On se souvient que c’est en 2008 que l’histoire est née. Les scènes nationales du théâtre camerounais entament une mue qui transforme le projet en festival international de théâtre. «Cette mutation qui a commencé par la programmation aux troupes professionnelles locales puis étrangères, avait pour but de susciter l’intérêt des programmateurs internationaux pour le festival et donner ainsi aux compagnies théâtrales locales l’opportunité de se produire devant des professionnels capables de leur offrir la possibilité d’accéder au grand large», raconte Guy Marc Tony Mefe. Mais en réponse à l’appel pressent des professionnels et des artistes invités lors de la dernière édition des Scènes du théâtre francophone, le festival est devenu un concours théâtral interafricain ouvert aux troupes installées en Afrique centrale.
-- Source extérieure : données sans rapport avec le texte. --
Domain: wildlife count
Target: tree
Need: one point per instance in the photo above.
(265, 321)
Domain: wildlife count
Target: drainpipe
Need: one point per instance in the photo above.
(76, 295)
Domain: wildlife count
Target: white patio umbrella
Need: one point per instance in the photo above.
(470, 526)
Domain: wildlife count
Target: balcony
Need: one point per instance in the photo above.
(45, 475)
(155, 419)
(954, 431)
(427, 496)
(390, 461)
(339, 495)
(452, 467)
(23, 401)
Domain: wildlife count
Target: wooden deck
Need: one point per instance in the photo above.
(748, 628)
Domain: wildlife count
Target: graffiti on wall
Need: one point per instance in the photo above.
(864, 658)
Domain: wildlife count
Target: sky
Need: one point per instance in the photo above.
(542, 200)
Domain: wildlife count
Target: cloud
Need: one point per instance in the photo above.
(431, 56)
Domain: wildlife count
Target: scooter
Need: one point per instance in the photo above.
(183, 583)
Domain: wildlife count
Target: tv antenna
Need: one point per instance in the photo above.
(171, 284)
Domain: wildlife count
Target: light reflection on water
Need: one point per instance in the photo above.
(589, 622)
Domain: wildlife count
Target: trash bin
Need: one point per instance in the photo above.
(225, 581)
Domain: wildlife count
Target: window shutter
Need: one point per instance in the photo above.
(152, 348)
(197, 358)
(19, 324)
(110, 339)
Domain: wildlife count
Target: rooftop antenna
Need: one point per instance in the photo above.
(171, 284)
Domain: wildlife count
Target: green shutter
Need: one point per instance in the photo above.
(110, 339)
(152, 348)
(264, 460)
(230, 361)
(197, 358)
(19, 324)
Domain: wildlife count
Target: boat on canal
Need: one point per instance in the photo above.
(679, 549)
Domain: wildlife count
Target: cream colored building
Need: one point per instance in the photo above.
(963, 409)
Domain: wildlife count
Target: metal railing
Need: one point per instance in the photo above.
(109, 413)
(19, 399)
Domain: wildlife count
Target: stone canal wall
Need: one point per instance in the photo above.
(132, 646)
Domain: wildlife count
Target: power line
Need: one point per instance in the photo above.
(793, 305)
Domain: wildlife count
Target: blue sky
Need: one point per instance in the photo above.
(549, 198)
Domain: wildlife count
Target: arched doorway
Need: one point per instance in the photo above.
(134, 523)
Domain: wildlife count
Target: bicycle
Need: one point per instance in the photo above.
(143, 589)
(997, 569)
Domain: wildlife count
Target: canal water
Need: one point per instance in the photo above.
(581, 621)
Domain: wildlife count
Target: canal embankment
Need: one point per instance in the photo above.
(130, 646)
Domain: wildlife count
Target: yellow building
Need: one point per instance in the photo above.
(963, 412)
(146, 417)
Malgré tout, cette euphorie dans laquelle semble se terminer l’année n’oblitère guère le problème récurrent dans le domaine des sociétés de gestion collectives du droit d’auteur. Alors qu’en septembre 2009, la Chambre administrative de la Cour suprême du Cameroun réunie le 09 septembre 2009 aux fins d’examiner les recours en cassation introduits par le Ministère de la Culture contre les ordonnances du 17 décembre 2008 de la Cour suprême du Cameroun, ordonnant un sursis à exécution contre la décision de la Ministre de la Culture retirant l’agrément à la Cmc et créant la Socam, et celle du 05 mai 2009 déclarant irrecevable le recours en révision introduit le 13 février 2009 par le Ministère de la Culture contre l’ordonnance du 17 décembre 2009, a à nouveau débouté le Mincult. Rien ne semble vouloir s’améliorer dans ce domaine, malgré la tentative de médiation de quelques artistes.
Repères
janvier 2009:
Fermeture en cascade des salles de cinéma au Cameroun. La dernière salle de cinéma du Cameroun, Cinéma le Wouri basée au quartier Akwa à Douala ferme ses portes le 19 du même mois. L’indélicatesse de la gestion de la salle est à l’origine de la décision prise par le groupe Fotso, son propriétaire. Me Jacob Mbettang, avocat du groupe Fotso, propriétaire de la salle et ordonnateur de la fermeture, qui l’explique. Il indique que, c’est suite à un désaccord entre le groupe Fotso et la société Ciné News distribution, gérante de la salle.
7 mars 2009:
La styliste peintre Madé Jong a réalisé la 6ème édition du carnaval de Douala, "Images de Reines". Près de 3000 femmes sont participé à cet évènement, très couru depuis cinq ans. La manifestation avait aussi un nouvel ancrage et itinéraire : Fin goudron Axe lourd à Bepanda-Pont Bonabassem-école publique Deido-Deido plage-rond point Deido-rond point 4e-carrefour Soudanaise-échangeur Joss-place du gouvernement.
Jeudi 12 mars 2009:
12 ans après son décès, la succession d’Eboa Lotin à travers "Eboa Lotin, family and friends" a mis dans les bacs un coffret collector labellisé Remember Eboa Lotin au Centre Culturel franàais Blaise cendrars de Douala. Il s’agit d’une compilation du cru d’Emmanuel Eboa Lotin, représentant une partie de son immense répertoire, contenue dans un coffret riche de trois compact disk (Cd) ayant 12 titres chacun.
9 avril 2009:
présentation du premier album de Charlotte Dipanda aux Camerounais. Le spectacle a eu lieu au Centre culturel de Douala avec le public des grands jours qui a fait le plein d’oeuf de la salle de spectacle. Elle était parti du Cameroun il y’a 8 ans et la petite fille de 23 ans revenait au pays avec dans ces bagages un album de 12 titres : Mispa.
13 juin 2009:
la Société camerounaise de l’art musical (Socam) fête son premier anniversaire au lendemain de la démission de son directeur général, Richard Mbappè Koum. La célébration de ce premier anniversaire a été l’occasion pour la Pca, Odile Ngaska pour installer de nouveaux responsables.
5 décembre 2009 : Ange Ebogo Emérent célèbre ses 40 ans de musique sans appui institutionnel.